• Neural Netw · Jul 2021

    Comparative Study

    Comparative study using inverse ontology cogency and alternatives for concept recognition in the annotated National Library of Medicine database.

    • George J Shannon, Naga Rayapati, Steven M Corns, and Donald C Wunsch.
    • Applied Computational Intelligence Laboratory, Missouri University of Science and Technology, Rolla, MO 65409, United States of America. Electronic address: gjscnc@mst.edu.
    • Neural Netw. 2021 Jul 1; 139: 86-104.

    AbstractThis paper introduces inverse ontology cogency, a concept recognition process and distance function that is biologically-inspired and competitive with alternative methods. The paper introduces inverse ontology cogency as a new alternative method. It is a novel distance measure used in selecting the optimum mapping between ontology-specified concepts and phrases in free-form text.
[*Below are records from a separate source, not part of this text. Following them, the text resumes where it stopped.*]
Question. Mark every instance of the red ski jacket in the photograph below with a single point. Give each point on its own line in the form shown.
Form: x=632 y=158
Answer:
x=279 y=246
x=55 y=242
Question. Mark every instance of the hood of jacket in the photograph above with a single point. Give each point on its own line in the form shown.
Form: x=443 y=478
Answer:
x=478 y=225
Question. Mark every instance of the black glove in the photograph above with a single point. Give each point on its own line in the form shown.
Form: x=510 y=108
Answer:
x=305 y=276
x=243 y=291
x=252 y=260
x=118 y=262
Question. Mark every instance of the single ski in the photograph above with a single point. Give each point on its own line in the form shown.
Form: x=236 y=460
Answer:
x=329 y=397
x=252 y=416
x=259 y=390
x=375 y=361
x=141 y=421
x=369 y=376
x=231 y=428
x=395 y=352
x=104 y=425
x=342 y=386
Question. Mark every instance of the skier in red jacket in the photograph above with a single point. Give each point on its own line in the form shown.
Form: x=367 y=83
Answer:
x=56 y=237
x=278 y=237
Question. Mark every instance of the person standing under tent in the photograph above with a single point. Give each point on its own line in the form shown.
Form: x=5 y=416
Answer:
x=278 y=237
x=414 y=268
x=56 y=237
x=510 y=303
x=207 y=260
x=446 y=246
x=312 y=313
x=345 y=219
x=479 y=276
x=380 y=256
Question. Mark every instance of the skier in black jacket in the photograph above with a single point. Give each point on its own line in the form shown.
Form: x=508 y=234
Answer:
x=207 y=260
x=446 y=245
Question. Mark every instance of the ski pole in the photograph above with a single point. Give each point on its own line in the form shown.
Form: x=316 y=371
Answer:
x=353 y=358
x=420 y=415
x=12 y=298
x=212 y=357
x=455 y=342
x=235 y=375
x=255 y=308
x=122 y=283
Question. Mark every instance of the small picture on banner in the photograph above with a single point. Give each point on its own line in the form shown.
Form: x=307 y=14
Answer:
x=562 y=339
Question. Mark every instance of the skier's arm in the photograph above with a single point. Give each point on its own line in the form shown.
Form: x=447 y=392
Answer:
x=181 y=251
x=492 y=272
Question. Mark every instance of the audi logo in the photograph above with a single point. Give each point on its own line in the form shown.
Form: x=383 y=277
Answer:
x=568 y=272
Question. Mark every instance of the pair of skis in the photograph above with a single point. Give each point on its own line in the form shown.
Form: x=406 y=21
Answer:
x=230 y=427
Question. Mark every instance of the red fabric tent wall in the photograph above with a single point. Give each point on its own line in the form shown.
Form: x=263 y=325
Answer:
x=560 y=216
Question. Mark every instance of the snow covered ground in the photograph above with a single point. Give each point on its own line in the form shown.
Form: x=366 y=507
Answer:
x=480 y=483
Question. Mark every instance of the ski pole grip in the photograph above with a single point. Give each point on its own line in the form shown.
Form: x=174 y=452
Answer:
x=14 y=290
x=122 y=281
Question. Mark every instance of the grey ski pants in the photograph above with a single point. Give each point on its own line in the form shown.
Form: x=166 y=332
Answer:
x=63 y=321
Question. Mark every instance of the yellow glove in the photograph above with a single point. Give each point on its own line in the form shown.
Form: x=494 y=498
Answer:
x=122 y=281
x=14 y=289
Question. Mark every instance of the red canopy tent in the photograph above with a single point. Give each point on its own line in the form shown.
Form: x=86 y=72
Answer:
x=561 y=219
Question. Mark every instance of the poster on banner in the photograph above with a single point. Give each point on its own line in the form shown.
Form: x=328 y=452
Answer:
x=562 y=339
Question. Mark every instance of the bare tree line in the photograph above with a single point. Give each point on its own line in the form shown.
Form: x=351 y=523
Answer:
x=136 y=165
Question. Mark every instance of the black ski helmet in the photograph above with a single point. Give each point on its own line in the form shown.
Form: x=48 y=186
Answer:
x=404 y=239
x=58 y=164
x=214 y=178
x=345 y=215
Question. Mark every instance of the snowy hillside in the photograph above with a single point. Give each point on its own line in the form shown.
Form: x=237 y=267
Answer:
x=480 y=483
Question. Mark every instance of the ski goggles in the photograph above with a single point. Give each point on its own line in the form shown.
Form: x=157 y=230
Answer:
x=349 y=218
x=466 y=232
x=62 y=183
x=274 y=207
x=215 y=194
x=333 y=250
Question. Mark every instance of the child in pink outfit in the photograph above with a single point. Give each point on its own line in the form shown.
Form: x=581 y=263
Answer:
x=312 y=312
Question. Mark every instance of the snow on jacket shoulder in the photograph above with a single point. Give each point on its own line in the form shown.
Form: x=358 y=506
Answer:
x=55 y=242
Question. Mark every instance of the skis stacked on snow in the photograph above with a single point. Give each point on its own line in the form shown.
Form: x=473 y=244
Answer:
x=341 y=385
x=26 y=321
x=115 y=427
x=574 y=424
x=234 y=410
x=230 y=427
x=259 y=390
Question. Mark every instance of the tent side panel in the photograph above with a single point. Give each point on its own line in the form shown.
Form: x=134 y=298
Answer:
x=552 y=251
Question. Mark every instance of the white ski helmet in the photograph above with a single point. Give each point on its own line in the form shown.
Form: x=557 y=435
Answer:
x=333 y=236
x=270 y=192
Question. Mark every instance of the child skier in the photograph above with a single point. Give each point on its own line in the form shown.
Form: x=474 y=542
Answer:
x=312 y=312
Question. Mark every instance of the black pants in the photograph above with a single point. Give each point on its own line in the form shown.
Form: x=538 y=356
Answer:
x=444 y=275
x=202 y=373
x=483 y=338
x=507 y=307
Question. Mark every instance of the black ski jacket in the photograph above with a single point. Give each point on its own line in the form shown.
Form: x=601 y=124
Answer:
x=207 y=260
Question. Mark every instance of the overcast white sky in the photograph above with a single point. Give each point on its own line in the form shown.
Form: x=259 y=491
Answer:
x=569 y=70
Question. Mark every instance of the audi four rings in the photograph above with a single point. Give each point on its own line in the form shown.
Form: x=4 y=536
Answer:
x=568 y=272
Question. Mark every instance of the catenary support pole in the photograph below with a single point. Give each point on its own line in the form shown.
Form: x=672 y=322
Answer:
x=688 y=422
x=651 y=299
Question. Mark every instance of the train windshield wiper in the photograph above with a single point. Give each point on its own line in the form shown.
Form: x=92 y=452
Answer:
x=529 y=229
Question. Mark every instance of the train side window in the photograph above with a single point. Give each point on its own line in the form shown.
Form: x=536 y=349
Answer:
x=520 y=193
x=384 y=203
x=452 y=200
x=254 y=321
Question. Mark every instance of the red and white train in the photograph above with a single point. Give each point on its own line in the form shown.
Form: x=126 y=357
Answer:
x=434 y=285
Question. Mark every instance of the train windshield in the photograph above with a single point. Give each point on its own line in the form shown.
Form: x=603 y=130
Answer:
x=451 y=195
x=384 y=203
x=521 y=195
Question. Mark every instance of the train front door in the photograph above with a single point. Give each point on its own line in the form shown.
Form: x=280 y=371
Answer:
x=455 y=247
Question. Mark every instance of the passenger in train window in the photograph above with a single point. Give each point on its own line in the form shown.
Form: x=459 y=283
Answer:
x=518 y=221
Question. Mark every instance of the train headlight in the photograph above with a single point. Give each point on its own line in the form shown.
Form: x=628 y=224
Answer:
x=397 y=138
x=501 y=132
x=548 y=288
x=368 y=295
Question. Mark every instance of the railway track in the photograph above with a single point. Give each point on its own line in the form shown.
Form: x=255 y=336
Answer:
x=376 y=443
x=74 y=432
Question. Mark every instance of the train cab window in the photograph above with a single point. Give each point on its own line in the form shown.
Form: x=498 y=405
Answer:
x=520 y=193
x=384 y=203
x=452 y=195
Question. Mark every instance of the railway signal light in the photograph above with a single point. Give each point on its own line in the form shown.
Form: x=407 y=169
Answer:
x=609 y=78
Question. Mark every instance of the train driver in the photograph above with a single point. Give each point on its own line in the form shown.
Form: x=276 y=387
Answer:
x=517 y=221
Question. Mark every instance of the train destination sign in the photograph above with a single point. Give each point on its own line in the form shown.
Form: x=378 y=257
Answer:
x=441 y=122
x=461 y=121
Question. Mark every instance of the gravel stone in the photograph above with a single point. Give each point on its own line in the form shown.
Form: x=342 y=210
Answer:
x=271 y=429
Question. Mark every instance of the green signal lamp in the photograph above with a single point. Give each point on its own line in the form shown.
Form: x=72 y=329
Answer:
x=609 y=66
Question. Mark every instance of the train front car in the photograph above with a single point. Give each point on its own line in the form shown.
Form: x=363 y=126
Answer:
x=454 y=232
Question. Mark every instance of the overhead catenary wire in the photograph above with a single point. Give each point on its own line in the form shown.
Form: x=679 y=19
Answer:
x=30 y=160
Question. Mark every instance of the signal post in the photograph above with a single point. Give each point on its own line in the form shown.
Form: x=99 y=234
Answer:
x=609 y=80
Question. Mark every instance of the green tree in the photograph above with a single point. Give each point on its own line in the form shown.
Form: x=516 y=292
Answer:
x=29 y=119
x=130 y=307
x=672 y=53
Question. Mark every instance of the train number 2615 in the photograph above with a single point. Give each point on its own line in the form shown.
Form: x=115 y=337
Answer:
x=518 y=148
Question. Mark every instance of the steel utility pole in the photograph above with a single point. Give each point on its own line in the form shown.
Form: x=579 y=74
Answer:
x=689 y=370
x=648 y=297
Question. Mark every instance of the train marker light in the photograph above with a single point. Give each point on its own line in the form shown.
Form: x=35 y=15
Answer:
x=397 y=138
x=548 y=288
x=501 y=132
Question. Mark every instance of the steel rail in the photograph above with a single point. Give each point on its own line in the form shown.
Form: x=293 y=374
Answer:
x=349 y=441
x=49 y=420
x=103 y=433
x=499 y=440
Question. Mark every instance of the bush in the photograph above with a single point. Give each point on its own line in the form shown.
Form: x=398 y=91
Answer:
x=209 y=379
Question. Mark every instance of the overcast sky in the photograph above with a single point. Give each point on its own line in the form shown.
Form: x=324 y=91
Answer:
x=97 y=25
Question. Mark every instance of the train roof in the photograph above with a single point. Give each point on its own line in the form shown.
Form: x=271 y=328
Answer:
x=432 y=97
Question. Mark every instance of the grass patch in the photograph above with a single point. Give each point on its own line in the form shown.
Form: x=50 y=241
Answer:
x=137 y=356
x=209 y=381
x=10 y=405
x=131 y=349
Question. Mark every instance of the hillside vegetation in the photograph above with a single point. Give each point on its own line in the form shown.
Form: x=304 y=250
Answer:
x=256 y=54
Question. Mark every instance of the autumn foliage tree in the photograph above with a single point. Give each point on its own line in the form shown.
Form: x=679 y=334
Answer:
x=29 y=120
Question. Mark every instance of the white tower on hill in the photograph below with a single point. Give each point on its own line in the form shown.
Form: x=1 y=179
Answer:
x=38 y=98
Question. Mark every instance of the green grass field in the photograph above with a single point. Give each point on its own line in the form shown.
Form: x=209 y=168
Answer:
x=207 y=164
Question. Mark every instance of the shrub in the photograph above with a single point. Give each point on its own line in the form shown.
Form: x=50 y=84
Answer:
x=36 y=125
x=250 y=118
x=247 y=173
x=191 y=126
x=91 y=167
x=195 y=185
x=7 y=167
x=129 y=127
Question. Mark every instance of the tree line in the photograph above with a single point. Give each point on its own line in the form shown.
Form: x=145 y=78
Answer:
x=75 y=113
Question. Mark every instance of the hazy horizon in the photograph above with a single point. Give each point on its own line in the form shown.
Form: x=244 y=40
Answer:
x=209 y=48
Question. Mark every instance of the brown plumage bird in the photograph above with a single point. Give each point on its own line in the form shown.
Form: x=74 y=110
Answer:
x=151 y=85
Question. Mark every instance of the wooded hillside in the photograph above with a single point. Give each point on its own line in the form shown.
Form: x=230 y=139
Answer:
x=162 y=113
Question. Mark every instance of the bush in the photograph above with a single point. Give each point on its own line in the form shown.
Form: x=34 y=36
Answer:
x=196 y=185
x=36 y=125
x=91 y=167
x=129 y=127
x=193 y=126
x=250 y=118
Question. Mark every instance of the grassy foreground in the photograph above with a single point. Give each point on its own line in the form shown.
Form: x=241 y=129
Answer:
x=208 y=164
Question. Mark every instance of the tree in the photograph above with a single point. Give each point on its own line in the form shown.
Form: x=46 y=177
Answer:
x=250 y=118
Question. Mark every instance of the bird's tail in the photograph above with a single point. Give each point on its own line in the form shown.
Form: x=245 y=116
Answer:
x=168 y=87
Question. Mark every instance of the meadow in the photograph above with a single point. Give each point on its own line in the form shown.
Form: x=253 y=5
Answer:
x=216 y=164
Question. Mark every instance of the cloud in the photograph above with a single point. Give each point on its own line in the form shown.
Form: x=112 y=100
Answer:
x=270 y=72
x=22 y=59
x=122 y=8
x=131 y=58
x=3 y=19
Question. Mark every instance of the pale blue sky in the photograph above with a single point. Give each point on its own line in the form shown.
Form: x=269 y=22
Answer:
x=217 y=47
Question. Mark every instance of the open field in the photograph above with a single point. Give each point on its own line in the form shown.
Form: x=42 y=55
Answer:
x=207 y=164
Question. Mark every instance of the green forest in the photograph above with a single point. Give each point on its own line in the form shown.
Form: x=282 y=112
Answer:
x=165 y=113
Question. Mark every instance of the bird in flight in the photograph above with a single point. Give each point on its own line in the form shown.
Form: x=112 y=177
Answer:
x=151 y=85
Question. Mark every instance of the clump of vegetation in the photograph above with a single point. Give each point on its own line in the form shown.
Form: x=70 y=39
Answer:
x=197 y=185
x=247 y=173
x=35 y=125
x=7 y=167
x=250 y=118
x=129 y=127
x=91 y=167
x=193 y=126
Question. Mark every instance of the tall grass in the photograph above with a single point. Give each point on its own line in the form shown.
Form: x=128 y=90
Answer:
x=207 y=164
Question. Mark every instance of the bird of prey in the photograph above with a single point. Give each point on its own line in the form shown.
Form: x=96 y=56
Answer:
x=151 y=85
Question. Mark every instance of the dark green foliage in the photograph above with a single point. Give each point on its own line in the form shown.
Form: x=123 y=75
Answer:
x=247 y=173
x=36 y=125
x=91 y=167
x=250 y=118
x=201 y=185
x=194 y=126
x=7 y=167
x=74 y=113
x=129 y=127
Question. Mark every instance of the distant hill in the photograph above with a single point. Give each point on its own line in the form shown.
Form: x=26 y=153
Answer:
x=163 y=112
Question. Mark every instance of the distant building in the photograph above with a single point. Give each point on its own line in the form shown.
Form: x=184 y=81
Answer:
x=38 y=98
We also apply a multi-layer perceptron and text processing method for named entity recognition as an alternative to recurrent neural network methods. Automated named entity recognition, or concept recognition, is a common task in natural language processing. Similarities between confabulation theory and existing language models are discussed. This paper provides comparisons to MetaMap from the National Library of Medicine (NLM), a popular tool used in medicine to map free-form text to concepts in a medical ontology. The NLM provides a manually annotated database from the medical literature with concepts labeled, a unique, valuable source of ground truth, permitting comparison with MetaMap performance. Comparisons for different feature set combinations are made to demonstrate the effectiveness of inverse ontology cogency for entity recognition. Results indicate that using both inverse ontology cogency and corpora cogency improved concept recognition precision 20% over the best published MetaMap results. This demonstrates a new, effective approach for identifying medical concepts in text. This is the first time cogency has been explicitly invoked for reasoning with ontologies, and the first time it has been used on medical literature where high-quality ground truth is available for quality assessment.Copyright © 2021 Elsevier Ltd. All rights reserved.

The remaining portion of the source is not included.